OPEN_AI=your_openai_api_key
PORCUPINE=your_porcupine_access_key

Requirements

To install the required Python packages, run:

pip install -r requirements.txt

Make sure you also have pyaudio installed, which may require system-level dependencies. For example, on Debian-based systems:

sudo apt-get install portaudio19-dev

Running the Code

Clone the repository:

git clone https://github.com/Adarshgurazada/OpenAI-RealtimeAPI-Voice-Assistant.git
cd OpenAI-RealtimeAPI-Voice-Assistant

Install the dependencies:
```
pip install -r requirements.txt
```
Run the voice assistant scripts.

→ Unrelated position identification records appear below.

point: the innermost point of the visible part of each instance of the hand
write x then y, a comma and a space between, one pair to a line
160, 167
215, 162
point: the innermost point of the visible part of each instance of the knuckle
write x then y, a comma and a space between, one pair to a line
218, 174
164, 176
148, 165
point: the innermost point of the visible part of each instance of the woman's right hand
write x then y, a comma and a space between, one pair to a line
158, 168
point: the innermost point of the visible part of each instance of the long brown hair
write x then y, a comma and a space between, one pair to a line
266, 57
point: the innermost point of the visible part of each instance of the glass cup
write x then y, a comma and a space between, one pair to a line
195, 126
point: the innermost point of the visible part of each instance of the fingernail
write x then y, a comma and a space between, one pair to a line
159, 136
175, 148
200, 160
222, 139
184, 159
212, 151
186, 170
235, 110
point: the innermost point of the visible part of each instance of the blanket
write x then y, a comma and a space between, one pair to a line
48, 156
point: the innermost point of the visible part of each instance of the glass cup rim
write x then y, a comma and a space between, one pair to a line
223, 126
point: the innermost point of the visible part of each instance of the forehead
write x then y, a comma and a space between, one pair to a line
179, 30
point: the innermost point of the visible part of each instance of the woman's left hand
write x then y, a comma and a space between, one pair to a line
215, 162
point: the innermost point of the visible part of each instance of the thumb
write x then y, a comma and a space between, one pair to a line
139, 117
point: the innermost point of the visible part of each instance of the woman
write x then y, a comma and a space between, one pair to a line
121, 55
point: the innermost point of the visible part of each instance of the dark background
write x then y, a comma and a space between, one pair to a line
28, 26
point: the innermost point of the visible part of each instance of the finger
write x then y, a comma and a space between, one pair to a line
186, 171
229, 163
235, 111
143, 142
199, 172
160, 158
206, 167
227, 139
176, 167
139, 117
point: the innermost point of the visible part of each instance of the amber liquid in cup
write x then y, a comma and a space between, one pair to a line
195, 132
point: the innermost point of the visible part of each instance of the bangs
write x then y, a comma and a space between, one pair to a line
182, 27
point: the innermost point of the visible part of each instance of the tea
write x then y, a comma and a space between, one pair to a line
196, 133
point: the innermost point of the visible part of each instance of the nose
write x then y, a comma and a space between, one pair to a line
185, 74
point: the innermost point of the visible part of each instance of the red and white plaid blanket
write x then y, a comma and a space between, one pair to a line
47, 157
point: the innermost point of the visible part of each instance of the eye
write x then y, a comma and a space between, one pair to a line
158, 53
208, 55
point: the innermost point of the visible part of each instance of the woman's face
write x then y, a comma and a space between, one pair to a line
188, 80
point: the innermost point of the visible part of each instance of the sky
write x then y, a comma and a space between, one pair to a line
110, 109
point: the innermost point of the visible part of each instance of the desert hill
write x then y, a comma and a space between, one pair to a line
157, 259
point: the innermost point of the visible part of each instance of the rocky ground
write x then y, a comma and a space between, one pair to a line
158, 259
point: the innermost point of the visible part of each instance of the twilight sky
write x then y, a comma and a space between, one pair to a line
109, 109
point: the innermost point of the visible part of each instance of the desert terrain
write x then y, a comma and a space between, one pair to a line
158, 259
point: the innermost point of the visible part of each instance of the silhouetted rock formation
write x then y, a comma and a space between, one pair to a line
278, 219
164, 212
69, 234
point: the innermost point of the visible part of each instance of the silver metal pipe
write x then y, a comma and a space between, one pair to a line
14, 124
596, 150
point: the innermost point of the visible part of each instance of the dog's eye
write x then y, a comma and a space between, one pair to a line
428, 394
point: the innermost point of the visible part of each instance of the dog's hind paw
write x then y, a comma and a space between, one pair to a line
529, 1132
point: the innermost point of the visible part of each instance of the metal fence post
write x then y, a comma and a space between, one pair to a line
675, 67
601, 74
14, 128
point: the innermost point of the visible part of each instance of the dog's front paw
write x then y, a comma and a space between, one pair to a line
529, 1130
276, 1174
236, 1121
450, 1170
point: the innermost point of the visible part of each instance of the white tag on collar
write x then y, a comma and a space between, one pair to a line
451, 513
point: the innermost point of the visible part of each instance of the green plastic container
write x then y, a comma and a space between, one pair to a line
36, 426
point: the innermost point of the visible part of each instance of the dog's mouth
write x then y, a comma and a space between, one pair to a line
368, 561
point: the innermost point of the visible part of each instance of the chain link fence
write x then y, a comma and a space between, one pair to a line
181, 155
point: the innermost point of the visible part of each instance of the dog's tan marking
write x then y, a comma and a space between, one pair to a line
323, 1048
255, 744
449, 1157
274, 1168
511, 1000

You can start either script depending on your needs:
- To start the assistant with OpenAI RealTime API:
```
python REALTIMEAPI.py
```
- To run the assistant with wake word detection:
```
python voice.py
```

Code Breakdown

REALTIMEAPI.py

The REALTIMEAPI.py script connects to OpenAI’s RealTime API to perform real-time speech recognition and response. It streams audio from your microphone, processes it through OpenAI’s Whisper model for transcription, and plays the response using text-to-speech.

Key features:

Wake Word Detection: Not included.
Real-time Speech-to-Text: Uses OpenAI’s Whisper model.
Text-to-Speech: Responds in English with a British accent.

voice.py

The voice.py script uses Picovoice's Porcupine for wake word detection, allowing you to trigger the assistant by saying a specific keyword. Once activated, it uses OpenAI for generating responses based on the user's input.

Key features:

Wake Word Detection: Triggered by the keyword "computer" using the Porcupine library.
STT and LLM: Uses OpenAI's Whisper model for speech-to-text and Langchain for handling conversation logic.
Text-to-Speech: Plays the response using OpenAI’s TTS model.